A Darcy Christmas was supposed to be the fun book in my collection of books. I was looking forward to having a romantic book involving my second favorite holiday. Unfortunately for me, the stories from Amanda Grange, Sharon Lathan, and Carolyn Eberhart left me wondering if I am even a Darcy fan at all and what the fuss is about.
I will admit my holiday spirit is a bit lacking this year. And this book didn’t help things, especially the story “Mr. Darcy’s Christmas Carol.” We all know a Christmas Carol by Charles Dickens. Heck we have all seen how the majority of the TV shows will use the Christmas Carol as the framework. So starting off A Darcy Christmas with the most stereotypical form of a Christmas Carol was the akin of starting off a concert on off key and out of sync. Please for the love of god, use a little bit of creativity and show some diversity in the tale. I literally ended up the story going “yuck”.
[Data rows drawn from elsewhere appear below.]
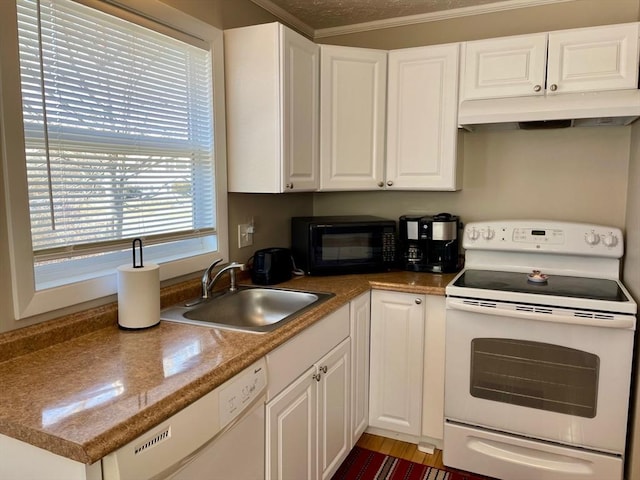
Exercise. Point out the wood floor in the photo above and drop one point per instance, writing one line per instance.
(400, 449)
(407, 451)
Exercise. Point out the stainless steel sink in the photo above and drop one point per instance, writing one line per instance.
(249, 309)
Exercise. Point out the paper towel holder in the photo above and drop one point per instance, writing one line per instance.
(138, 292)
(138, 242)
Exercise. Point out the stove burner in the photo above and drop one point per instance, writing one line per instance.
(556, 285)
(537, 277)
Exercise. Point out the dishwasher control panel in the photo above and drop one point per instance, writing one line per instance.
(241, 392)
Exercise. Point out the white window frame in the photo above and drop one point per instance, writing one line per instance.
(27, 301)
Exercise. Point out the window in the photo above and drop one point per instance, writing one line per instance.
(119, 131)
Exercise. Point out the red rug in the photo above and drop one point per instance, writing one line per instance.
(363, 464)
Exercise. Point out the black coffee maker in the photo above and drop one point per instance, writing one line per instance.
(430, 243)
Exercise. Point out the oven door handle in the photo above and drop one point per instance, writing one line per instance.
(623, 323)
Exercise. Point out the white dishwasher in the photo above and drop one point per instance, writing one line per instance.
(220, 436)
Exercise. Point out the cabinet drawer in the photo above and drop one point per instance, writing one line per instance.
(290, 360)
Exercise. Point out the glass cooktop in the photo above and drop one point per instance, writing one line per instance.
(556, 285)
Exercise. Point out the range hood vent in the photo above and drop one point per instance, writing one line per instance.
(590, 109)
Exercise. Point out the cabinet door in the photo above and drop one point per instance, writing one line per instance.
(291, 431)
(300, 90)
(433, 395)
(360, 327)
(334, 382)
(272, 88)
(252, 85)
(352, 117)
(504, 67)
(422, 126)
(593, 59)
(397, 335)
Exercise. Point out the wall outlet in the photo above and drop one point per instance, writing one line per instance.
(245, 235)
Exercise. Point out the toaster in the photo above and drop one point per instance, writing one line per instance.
(271, 266)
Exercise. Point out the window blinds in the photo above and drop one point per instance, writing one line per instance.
(118, 131)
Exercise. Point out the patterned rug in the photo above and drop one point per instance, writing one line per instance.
(362, 464)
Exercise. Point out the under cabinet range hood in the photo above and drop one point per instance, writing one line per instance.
(604, 108)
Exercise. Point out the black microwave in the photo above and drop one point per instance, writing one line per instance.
(333, 245)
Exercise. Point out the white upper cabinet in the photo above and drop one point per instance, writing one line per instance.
(593, 59)
(504, 67)
(422, 110)
(353, 90)
(272, 85)
(566, 61)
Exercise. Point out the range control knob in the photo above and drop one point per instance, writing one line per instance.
(610, 240)
(488, 234)
(592, 238)
(473, 233)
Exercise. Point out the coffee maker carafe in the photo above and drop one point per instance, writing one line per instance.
(430, 243)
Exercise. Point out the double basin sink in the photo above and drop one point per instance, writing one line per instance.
(247, 309)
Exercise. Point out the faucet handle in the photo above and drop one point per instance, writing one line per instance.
(212, 266)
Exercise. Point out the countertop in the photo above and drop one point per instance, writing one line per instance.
(81, 387)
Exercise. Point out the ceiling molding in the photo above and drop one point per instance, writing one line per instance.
(286, 17)
(498, 6)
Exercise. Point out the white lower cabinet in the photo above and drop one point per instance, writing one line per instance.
(360, 327)
(308, 423)
(433, 389)
(396, 367)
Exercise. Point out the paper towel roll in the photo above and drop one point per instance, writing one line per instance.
(138, 296)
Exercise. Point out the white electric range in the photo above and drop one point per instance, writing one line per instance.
(539, 346)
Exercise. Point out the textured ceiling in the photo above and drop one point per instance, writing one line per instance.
(320, 14)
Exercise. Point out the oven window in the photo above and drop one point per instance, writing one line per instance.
(536, 375)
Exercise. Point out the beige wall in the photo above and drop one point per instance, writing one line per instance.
(632, 282)
(577, 174)
(272, 219)
(573, 14)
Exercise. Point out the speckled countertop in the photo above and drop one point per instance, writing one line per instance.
(81, 387)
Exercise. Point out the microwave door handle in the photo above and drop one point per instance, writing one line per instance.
(625, 323)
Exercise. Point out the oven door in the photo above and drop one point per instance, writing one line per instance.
(532, 376)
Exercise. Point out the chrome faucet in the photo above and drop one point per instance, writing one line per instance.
(207, 283)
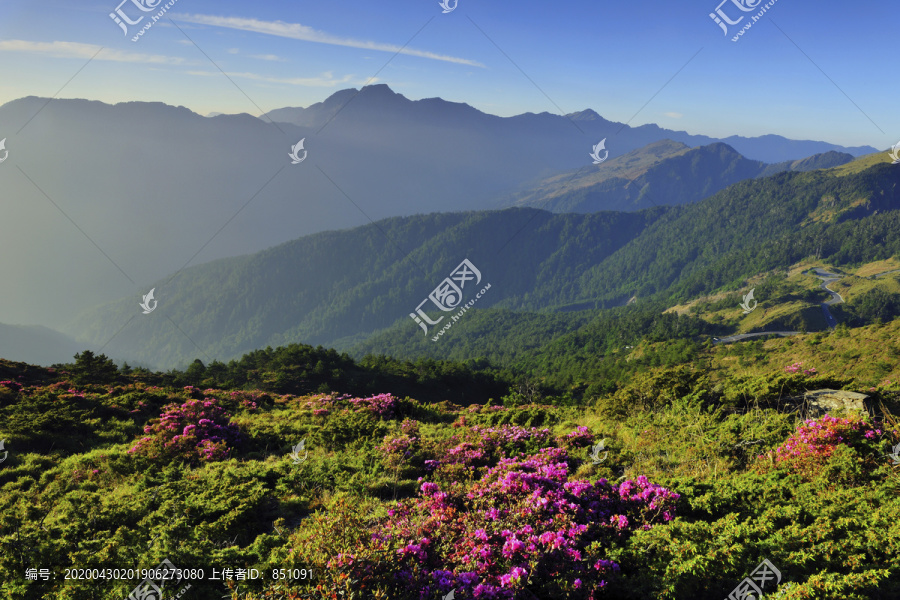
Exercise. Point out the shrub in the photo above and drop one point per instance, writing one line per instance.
(197, 431)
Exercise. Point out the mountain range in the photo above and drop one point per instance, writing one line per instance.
(358, 288)
(105, 199)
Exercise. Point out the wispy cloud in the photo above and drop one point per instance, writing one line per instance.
(324, 80)
(78, 50)
(297, 31)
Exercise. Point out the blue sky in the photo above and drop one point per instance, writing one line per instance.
(805, 70)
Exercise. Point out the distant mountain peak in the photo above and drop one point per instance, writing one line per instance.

Then I read “Christmas Present,” I hoped for better but didn’t really think it would happen. It was still a typical read just like the story before. A birth of a baby and tying the love together even stronger then ever. It added nothing to the lexicon or used any imagination.
Then the last bit of the book was probably the best book. “A Darcy Christmas” actually used some imagination. It was still pretty typical read and in most bits of the story, you knew how it was going to end. Each chapter showed a different Christmas.
My biggest problem with A Darcy Christmas was the absolute lack of creativity in the whole book. I read fiction in order to get away from the world and to see something new. I don’t like it when I read a book and I know how it will go moments into a story. In a way the book highlights my reason I’m struggling to get into the Christmas spirit: it’s too much of the same old thing and lack of effort.
Then the next problem in this book was the lack of continuity. There were several elements of where the stories completely overlap: characters, ideas and etc. But they don’t agree on stuff. Lizzy and Darcy have children but they never named the same. Nor are the character traits carrying over fully. Those of the little things that could have unified the book. Plus in many ways, I never even was able to connect to the prior age: since little details made me rethink if they were around when Jane Austen was writing.
In the end, A Darcy Christmas was a disappointing read and poor tribute to Jane Austin and to one of her most beloved characters. I wanted some imagination. I wanted to see something new in a Christmas story to feel the tug of a magical tale with a familiar character. But I didn’t get that. So when Miriam returns Wolfsbane and Mistletoe I might reread that to get into the holiday mood.